Whilst trying to find the right medication for the bipolar mood swings, I also had one that should work anti-psychotic. I hadn't noticed it took away the first level of psychotic effects. (If you've been psychotic due to bipolar or experienced a variety, it might be useful to start grouping the effects in levels. This will help your psychiatrist enormously.) I only started to notice the difference when I was taken off those mood-stabilisers. Now I don't have anything anti-psychotic, partially by my own request since I know what they are. Perhaps more appropriate is to say I know what people expect not to see, hear, smell or feel. (I don't have many touches psychosis thankfully!) So I can differentiate between what is real and what is not. The advantage of having them from a relatively young age is that they are less scary to me than for someone experiencing them for the first time.
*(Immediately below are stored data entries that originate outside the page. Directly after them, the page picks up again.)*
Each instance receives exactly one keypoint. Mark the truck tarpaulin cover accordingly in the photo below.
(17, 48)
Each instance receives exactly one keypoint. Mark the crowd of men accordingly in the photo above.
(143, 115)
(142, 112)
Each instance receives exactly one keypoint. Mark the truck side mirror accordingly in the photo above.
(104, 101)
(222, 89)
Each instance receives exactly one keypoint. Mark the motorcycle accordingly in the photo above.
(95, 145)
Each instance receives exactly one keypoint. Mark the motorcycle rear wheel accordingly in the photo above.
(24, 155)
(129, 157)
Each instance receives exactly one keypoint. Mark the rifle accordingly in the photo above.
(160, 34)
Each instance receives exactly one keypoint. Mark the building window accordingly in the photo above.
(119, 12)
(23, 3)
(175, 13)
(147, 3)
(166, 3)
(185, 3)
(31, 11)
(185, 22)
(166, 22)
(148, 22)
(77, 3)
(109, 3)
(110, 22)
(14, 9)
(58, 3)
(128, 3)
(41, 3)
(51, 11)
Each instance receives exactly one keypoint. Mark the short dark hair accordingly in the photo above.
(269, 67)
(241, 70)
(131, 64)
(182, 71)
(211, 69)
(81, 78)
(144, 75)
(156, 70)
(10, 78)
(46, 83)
Due to that I managed to stay on my feet a lot longer than is normally expected.

Currently I'm experiencing the level one symptoms, yet my mood is reasonably well. (There seems to be a theory that the psychotic effects are linked to the levels on the bipolar scale.) I'm cautious though, I keep a close eye on how good my mood is, to prevent an upswing that might lead to another manic episode. I've also started to track my mood, a simple spreadsheet on my PC and a wonderful app on my phone. If you are bipolar or suffer from depressions, you might find it useful too: T2 Mood Tracker and some tips for additional categories can be found here: Custom T2 scales.
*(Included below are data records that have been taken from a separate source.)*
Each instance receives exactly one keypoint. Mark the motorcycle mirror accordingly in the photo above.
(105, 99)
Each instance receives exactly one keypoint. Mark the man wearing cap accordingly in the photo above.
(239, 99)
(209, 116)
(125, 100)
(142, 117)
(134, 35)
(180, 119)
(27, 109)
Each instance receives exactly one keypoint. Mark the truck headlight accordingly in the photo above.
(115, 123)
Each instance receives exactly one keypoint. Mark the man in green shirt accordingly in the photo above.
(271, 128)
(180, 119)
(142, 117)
As I mentioned above, I've started therapy at the beginning of September. So far I can't say that the therapy caused any progression, but other factors have. I'm still seeing my own therapist who is remarkable in seeing through the switches between alters (or identities). Recently we (some of my collective) tried watching the TV-series "Quantum Leap" again, but had to stop watching since the recognition of both the discomfort and sometime humiliation was referring too much to our own problems. In the series Dr. Sam Becket is thrown back and forth through time, occupying someone else's life to set things straight that have gone wrong. The initial arrival always causes him to be disoriented about time, space and situation he is in, sometimes highly embarrassing or humiliating. When I 'wake up' from a switch it is often much like that. I don't know where I am (unless it's an easy recognisable place), who I'm with (if it's a person I don't know at all, but another in my collective does) and what conversation that person had with the preceding alter (or identity). The confrontation with these effects with each episode of the series was just too much for us to handle. I'm quite sure there are people out there with MPD/DID who can identify with this. I discussed this with my therapist and she understood it immediately. As she said (with which I wholly agree), it is part of the healing process. There have been other events that contribute to my healing, but none came from the group therapy that I am currently having. The value of the group therapy is that I can help others with my experiences with coping and staying on one's feet. Hopefully soon I can find some useful things in therapy for myself which enable me to deal better with my bipolar, as the rest isn't supposed to be discussed there.

So despite that my basic life needs like food and a home are not quite as it should be still, I am feeling a little better at the moment. Hopefully I can maintain it and prevent a swing in either depressive or manic direction.